We had a short load spike on our application servers a couple weeks back. A load of 28 on a 4-core machine is more than uncomfortable – it’s downright dangerous. Luckily, it only lasted for 2 minutes and, just as suddenly as it came, vanished again without a trace. Well, that’s not quite true, because this is exactly why we keep those gigabytes of Apache logs lying around!
I knew where the information was, but how to crawl through that >1GB log and find it? A few years back I had done some similar research through JBoss application logs using Splunk. It was a fairly pleasant experience and I wondered if they were still around.
Turns out they are – Splunk is now offering version 3.4.9 for download and it was trivial to setup locally and start crunching data.
How did I know I had a peak in load? Well, we have Munin installed on all servers and the entire office keeps an eye on the health of our site.
Pretty obvious when you’ve got the proper monitoring and awareness running.
Splunk Twitter Support
After initially visiting the Splunk site, I read that the “free” version was limited to indexing of only 500MB of data. Hmmm, a 1.2GB logfile seems to leave me out in the cold. So I tweeted my frustrations as a warning to other would-be Splunk’ers out there and went to work slicing and dicing the log file to get under the 500MB ceiling.
Within a few hours @michaelwilde responded that this limit was only enforced after crossing this threshold 7 times within a 14 day period. Nice! So I re-ran the full index (which only took about 15 minutes on my lappy) and got to work.
What to look for
I’ll leave the installation Splunk as an excercise for the reader. To start it up, just drop into a shell and :
$ /Applications/splunk/bin/splunk start
Checking http port : open
Checking mgmt port : open
Verifying configuration. This may take a while...
Finished verifying configuration.
Checking index directory...
Verified databases: _audit, _blocksignature, _internal, _thefishbucket, history, main, sampledata, splunklogger, summary
All preliminary checks passed.
Starting Splunk web...
Splunk Server started.
The Splunk web interface is at http://localhost:8000
After dropping the log file into the default drop zone (on MacOS /Applications/splunk/var/spool/splunk/) and waiting 10-15 minutes:
1. pull up http://localhost:8000/ and goto the Search area (‘Back to search’)

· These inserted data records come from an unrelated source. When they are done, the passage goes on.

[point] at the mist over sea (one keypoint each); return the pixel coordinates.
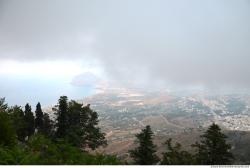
(19, 90)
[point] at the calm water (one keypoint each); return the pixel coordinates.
(20, 90)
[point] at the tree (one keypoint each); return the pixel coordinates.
(3, 105)
(144, 154)
(18, 121)
(83, 130)
(175, 156)
(62, 117)
(39, 118)
(47, 126)
(29, 120)
(7, 132)
(92, 136)
(213, 149)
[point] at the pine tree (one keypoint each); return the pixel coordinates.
(213, 149)
(3, 105)
(83, 130)
(7, 132)
(47, 126)
(62, 117)
(17, 117)
(175, 156)
(39, 118)
(144, 154)
(92, 136)
(30, 120)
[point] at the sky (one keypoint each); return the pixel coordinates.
(50, 48)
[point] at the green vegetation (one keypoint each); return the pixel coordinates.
(26, 139)
(174, 155)
(29, 140)
(144, 154)
(213, 149)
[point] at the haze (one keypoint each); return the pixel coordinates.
(53, 47)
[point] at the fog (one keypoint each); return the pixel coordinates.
(149, 43)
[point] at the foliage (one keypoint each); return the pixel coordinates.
(17, 117)
(48, 126)
(175, 156)
(213, 149)
(39, 118)
(144, 154)
(7, 131)
(42, 151)
(77, 124)
(30, 120)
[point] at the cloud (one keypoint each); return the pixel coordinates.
(140, 42)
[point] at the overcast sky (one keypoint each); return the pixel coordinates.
(149, 43)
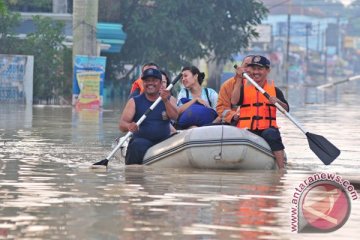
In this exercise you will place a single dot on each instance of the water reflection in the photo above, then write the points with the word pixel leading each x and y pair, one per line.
pixel 48 191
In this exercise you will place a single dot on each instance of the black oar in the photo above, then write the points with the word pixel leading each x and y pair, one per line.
pixel 105 161
pixel 324 149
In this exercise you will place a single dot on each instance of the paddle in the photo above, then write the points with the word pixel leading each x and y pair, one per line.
pixel 338 82
pixel 324 149
pixel 105 161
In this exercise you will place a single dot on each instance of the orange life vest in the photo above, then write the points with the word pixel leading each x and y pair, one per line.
pixel 138 84
pixel 256 112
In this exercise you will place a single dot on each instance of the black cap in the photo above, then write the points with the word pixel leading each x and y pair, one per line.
pixel 151 72
pixel 261 61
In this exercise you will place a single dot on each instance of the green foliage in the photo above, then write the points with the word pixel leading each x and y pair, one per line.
pixel 173 33
pixel 8 21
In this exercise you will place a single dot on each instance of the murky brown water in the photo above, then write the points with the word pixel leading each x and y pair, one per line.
pixel 47 190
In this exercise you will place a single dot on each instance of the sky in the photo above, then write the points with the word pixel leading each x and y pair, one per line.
pixel 346 2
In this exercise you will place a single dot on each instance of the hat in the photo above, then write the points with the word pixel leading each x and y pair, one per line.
pixel 151 72
pixel 261 61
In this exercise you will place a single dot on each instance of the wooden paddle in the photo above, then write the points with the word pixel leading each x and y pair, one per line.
pixel 354 78
pixel 324 149
pixel 105 161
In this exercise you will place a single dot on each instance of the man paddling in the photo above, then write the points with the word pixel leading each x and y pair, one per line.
pixel 224 108
pixel 137 87
pixel 257 113
pixel 156 127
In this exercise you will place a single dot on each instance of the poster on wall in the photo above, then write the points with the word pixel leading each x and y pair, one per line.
pixel 88 81
pixel 16 78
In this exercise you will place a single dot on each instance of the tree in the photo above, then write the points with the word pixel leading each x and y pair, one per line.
pixel 8 21
pixel 174 33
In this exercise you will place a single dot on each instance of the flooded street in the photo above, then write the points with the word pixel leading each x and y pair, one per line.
pixel 49 192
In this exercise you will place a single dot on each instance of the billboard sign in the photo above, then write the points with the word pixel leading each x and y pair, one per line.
pixel 88 81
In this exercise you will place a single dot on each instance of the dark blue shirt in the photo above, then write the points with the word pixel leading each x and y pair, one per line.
pixel 156 126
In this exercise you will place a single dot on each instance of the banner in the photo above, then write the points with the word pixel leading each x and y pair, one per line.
pixel 88 81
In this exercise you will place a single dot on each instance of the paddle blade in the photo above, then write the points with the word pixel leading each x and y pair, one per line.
pixel 103 162
pixel 324 149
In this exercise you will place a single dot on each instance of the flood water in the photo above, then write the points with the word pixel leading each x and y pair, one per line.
pixel 47 190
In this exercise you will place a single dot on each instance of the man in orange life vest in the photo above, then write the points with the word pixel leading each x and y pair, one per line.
pixel 257 113
pixel 137 87
pixel 228 90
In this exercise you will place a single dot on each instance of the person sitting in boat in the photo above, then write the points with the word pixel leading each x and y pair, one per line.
pixel 156 127
pixel 137 86
pixel 257 113
pixel 196 104
pixel 224 108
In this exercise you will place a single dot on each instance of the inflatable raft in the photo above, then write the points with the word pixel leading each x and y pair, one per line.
pixel 212 147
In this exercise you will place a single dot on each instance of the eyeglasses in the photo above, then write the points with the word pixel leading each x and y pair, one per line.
pixel 150 79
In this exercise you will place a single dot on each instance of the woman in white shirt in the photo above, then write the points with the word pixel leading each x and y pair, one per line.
pixel 196 105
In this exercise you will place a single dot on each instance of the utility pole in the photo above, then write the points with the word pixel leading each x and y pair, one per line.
pixel 287 51
pixel 85 17
pixel 307 46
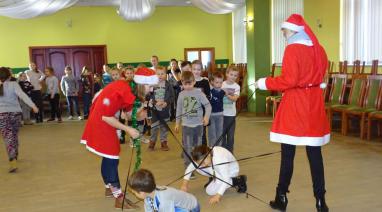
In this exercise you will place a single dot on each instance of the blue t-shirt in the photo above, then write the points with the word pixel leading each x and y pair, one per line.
pixel 216 100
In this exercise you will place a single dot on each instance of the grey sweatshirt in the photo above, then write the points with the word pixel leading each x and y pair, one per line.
pixel 189 108
pixel 168 199
pixel 51 85
pixel 69 86
pixel 9 102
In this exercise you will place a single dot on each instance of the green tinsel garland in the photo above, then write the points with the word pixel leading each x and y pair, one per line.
pixel 136 142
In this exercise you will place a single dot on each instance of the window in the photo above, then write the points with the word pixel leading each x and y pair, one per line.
pixel 361 30
pixel 281 10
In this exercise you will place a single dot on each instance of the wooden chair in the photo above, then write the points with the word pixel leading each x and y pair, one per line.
pixel 374 67
pixel 336 96
pixel 369 104
pixel 375 116
pixel 274 99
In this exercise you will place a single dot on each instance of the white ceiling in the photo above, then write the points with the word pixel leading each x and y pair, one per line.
pixel 116 2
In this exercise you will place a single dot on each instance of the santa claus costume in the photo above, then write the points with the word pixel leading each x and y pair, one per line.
pixel 100 136
pixel 301 118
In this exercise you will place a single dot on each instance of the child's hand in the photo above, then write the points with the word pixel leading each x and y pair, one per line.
pixel 184 186
pixel 215 199
pixel 205 121
pixel 177 128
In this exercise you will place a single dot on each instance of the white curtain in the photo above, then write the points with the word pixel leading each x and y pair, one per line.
pixel 24 9
pixel 281 10
pixel 136 10
pixel 361 30
pixel 239 35
pixel 218 6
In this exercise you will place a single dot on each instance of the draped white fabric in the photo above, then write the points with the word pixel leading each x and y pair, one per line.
pixel 361 29
pixel 136 10
pixel 239 35
pixel 24 9
pixel 281 10
pixel 218 6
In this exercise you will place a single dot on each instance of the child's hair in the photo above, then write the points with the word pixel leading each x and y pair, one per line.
pixel 142 181
pixel 5 73
pixel 232 68
pixel 185 63
pixel 216 75
pixel 68 68
pixel 200 152
pixel 50 69
pixel 187 77
pixel 197 62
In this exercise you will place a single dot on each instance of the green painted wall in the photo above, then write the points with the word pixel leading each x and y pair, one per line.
pixel 166 34
pixel 258 50
pixel 328 12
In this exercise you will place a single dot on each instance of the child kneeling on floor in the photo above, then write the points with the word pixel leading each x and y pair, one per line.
pixel 220 166
pixel 161 199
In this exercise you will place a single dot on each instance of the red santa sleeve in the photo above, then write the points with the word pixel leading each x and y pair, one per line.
pixel 289 73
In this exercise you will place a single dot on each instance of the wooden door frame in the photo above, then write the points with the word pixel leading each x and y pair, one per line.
pixel 31 48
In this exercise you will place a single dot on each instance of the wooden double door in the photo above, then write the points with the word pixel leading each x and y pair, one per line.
pixel 57 57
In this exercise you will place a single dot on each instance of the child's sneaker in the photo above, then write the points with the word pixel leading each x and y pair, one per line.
pixel 164 146
pixel 151 146
pixel 108 193
pixel 127 204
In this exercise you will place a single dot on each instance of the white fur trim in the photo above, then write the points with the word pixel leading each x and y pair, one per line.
pixel 299 141
pixel 323 85
pixel 149 80
pixel 303 42
pixel 261 84
pixel 98 153
pixel 293 27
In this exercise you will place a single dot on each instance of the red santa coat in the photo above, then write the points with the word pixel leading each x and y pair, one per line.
pixel 301 117
pixel 99 137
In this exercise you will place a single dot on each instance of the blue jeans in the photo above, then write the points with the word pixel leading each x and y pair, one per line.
pixel 73 104
pixel 109 171
pixel 87 98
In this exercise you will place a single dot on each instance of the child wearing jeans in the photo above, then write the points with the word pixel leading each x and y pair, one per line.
pixel 232 91
pixel 189 111
pixel 215 129
pixel 70 88
pixel 53 94
pixel 163 96
pixel 27 87
pixel 163 198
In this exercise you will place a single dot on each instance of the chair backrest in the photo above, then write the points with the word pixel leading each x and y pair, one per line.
pixel 337 90
pixel 357 90
pixel 372 91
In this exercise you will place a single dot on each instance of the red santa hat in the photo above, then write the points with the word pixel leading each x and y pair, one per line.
pixel 296 23
pixel 145 76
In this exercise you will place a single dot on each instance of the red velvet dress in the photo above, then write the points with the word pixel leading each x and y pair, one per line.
pixel 301 117
pixel 99 137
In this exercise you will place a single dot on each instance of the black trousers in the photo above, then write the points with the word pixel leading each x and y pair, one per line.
pixel 316 168
pixel 55 106
pixel 36 96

2. verify your dataset is loaded by searching for “GET” during the time in question
3. narrow the search by looking for known load inducing activity
4. click on the spike time and then the “Report results” link
5. click on clientip in the left hand reporting column
6. click on this IP address to see what action they did
So, someone with IP addresss 220.127.116.11 made 190 searches for ‘darmkrebs’ between 1119 – 1120. As we don’t yet cache search results, and the server typically takes 2-4 seconds to return a search query, 190 searches in 2 minutes is extremely uncomfortable. Doing a reverse DNS lookup for this IP reports 77-22-235-134-dynip.superkabel.de, a dynamic IP which appears to belong to Kabel Deutschland.

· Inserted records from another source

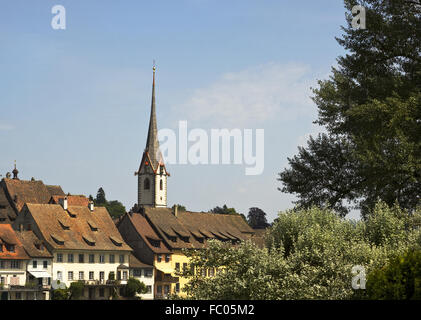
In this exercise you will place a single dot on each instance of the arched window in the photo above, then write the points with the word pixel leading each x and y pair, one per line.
pixel 146 184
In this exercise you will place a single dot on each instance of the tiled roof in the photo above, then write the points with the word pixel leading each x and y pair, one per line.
pixel 33 246
pixel 21 191
pixel 136 263
pixel 191 229
pixel 9 237
pixel 72 200
pixel 149 236
pixel 69 229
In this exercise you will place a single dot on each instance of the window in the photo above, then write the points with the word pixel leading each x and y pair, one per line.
pixel 146 184
pixel 148 273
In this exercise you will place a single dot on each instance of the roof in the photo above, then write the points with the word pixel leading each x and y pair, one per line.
pixel 72 200
pixel 136 263
pixel 192 229
pixel 72 228
pixel 33 246
pixel 8 237
pixel 149 236
pixel 18 192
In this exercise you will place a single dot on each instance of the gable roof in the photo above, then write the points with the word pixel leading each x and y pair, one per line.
pixel 18 192
pixel 191 229
pixel 8 236
pixel 149 236
pixel 33 246
pixel 72 228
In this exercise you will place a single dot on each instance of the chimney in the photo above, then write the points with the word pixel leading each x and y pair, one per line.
pixel 63 202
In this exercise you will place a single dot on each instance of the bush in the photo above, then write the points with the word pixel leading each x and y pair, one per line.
pixel 399 280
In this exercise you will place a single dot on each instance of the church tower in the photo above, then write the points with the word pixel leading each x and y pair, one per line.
pixel 152 174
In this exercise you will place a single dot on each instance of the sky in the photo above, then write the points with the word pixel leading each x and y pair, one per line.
pixel 75 103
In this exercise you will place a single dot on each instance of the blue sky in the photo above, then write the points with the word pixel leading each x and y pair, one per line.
pixel 75 103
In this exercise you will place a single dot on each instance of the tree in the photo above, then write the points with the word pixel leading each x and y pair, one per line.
pixel 134 287
pixel 180 207
pixel 400 279
pixel 370 107
pixel 309 254
pixel 115 208
pixel 100 197
pixel 223 210
pixel 256 218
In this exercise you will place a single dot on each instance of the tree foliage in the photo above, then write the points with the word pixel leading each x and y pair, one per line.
pixel 256 218
pixel 309 255
pixel 370 107
pixel 400 279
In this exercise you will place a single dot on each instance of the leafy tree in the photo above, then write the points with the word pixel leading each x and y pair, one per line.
pixel 223 210
pixel 400 279
pixel 310 254
pixel 76 290
pixel 100 197
pixel 115 208
pixel 180 207
pixel 256 218
pixel 370 107
pixel 133 287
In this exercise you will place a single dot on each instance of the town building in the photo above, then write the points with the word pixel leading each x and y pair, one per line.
pixel 85 244
pixel 158 234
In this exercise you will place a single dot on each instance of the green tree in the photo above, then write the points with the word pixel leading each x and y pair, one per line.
pixel 134 287
pixel 256 218
pixel 370 107
pixel 309 254
pixel 399 280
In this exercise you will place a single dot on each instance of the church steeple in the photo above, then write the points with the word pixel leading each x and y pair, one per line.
pixel 152 143
pixel 152 174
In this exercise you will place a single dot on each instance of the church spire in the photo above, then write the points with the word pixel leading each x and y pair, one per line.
pixel 152 144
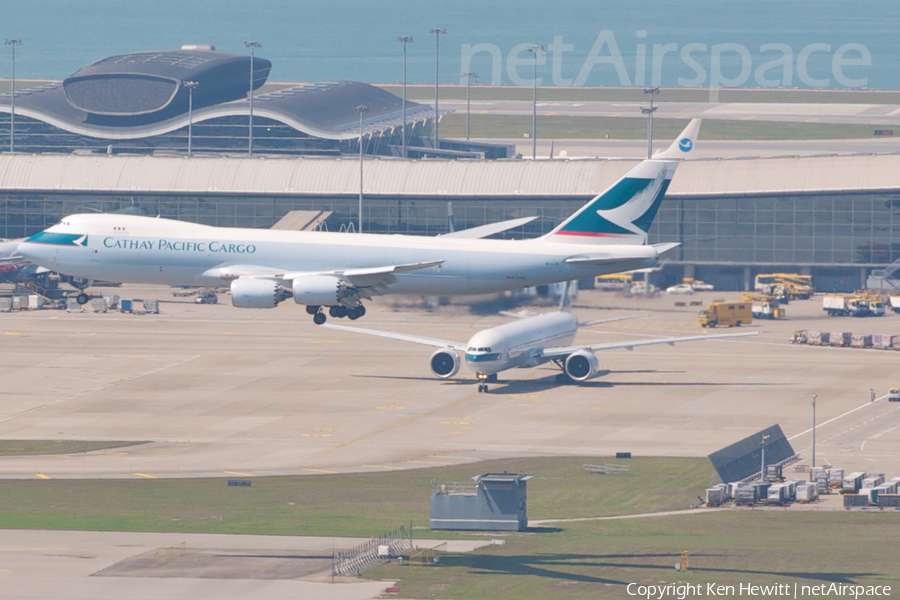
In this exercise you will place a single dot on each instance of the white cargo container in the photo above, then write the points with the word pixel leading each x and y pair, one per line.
pixel 853 482
pixel 778 494
pixel 873 480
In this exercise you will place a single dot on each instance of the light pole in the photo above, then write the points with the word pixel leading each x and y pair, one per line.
pixel 649 113
pixel 814 429
pixel 403 39
pixel 12 115
pixel 534 50
pixel 437 58
pixel 253 46
pixel 469 77
pixel 762 468
pixel 361 109
pixel 190 85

*Note: Splunk will completely consume this log file so if you need a local copy, don’t
mv the file there!
What I did
First off, I figured out howto setup a simple Redirect 503 for searches in the Apache virtual host entry on the test environment. Next, I accessed our test server from our ILO site, shut off the networking and logged into the server via the remote terminal console. I then uncommented the entry, restarted Apache, and then restarted the networking through the ILO interface. After verifying that any search URL returned a 503, I reenabled search functionality on the test server.
Performing this emergency step first gave me confidence with using our ILO and proved I could gracefully disable the search functionality without shutting down the whole server.
We’re now working on a more permanent solution for caching search results to avoid such obviously trivial (yet incredibly damaging) attacks.
What’s your favorite “research” tool for digging through logfiles for those gold nuggets of information?